Guava

Guava= Genomes for User Accessible Variant Annotation

Hospitals around the world are beginning to sequence patient DNA. These data, referred to collectively as patient genomes, are large data sets that require interpretation. Once interpreted, genomic data can inform many medical decisions including disease prediction and predisposition to diseases such as cancer, drug responses using pharmacogenomics and identifying genetic causes of disease.

Many annotation tools exist for genomes, but no open source web applications have emerged for clinical annotation of genomes and presentation of results.

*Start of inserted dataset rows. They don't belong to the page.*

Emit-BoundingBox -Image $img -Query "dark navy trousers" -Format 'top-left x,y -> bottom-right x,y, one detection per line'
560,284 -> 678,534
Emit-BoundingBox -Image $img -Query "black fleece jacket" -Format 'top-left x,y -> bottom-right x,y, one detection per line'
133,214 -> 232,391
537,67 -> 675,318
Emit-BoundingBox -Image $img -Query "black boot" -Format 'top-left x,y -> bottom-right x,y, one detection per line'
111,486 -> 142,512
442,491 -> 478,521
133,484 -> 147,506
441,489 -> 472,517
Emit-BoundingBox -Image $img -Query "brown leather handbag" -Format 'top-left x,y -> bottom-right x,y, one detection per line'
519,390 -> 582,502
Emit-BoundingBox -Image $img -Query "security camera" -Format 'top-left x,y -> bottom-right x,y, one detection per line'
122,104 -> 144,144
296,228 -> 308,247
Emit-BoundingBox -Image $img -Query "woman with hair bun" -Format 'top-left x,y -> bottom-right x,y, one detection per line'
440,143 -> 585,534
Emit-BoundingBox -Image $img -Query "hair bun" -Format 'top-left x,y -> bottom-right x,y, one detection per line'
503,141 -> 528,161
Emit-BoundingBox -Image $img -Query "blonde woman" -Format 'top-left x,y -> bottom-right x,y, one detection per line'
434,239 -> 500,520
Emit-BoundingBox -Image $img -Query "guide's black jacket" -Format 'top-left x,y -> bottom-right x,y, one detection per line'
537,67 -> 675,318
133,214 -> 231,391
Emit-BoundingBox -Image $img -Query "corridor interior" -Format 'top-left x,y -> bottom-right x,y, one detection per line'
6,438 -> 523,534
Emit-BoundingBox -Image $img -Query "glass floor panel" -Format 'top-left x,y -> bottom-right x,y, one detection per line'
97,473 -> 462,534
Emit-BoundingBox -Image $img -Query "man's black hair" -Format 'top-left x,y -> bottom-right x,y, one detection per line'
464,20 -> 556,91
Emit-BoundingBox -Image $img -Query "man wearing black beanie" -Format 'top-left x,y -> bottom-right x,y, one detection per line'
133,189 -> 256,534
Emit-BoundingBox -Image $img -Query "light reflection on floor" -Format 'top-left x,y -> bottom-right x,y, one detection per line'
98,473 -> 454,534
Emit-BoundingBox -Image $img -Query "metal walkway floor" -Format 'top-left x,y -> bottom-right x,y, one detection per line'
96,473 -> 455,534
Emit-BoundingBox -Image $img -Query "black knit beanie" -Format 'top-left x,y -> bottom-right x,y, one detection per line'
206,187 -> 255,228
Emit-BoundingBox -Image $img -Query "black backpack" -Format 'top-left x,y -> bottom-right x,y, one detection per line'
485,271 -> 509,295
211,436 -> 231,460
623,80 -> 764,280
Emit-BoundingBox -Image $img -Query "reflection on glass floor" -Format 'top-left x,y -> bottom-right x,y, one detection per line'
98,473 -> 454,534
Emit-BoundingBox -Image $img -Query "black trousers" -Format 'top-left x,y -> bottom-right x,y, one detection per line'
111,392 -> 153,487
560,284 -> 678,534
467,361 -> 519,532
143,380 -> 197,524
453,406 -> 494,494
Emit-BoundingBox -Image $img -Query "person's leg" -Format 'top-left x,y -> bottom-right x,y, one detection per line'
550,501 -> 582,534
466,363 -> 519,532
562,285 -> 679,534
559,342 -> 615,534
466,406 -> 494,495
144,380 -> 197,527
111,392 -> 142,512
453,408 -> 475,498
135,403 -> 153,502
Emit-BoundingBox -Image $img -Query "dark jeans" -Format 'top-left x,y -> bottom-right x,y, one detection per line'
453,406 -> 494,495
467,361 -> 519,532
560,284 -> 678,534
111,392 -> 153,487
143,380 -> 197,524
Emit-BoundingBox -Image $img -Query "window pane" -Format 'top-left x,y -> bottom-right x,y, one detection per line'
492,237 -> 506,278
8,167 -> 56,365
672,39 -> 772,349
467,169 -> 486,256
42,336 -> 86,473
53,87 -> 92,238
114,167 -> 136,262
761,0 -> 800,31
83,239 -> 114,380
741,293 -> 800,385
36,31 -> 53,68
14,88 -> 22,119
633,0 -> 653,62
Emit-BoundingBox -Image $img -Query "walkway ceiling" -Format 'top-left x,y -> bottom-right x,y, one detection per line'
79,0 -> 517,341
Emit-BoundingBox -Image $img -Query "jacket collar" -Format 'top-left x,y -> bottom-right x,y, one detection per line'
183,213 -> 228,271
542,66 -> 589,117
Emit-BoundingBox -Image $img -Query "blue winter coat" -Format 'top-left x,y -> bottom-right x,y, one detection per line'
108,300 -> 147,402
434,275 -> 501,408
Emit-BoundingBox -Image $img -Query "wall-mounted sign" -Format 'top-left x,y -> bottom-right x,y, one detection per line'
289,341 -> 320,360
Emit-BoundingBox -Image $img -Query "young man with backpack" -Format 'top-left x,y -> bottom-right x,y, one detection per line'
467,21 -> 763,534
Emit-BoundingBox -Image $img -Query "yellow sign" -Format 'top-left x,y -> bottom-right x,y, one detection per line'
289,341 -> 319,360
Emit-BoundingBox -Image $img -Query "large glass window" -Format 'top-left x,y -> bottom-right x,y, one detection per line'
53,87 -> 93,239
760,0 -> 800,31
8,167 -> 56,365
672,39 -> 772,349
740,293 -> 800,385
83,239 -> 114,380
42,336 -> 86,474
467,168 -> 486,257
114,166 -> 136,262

We have developed a comprehensive API to process patient genomic sequence data from standard Variant Call Format (VCF) files and annotate these variants. Our annotation pipeline uses a messaging queue to achieve robust scalability that is ready for a cloud infrastructure.

The Guava API is designed for the clinic. We have implemented the technology to function independently on a local hospital cluster. A key-based authentication system provides secure access for authorized clinical users to only access their patients. The genomic variant queries can be performed rapidly, which is critical for whole genome sequence data which can contain upwards of 5 million variant rows per patient. Variants are annotated with gene effects, allele frequency, clinical significance and human phenotype ontology terms, and this list can be expanded using the open source annovar pipeline.

As a proof of concept we have constructed a web application that provides access to authenticated users to upload and annotate their genomic VCF files. Once uploaded, clinical users can access all annotated patient data.

We intend to beta test this service in the clinic.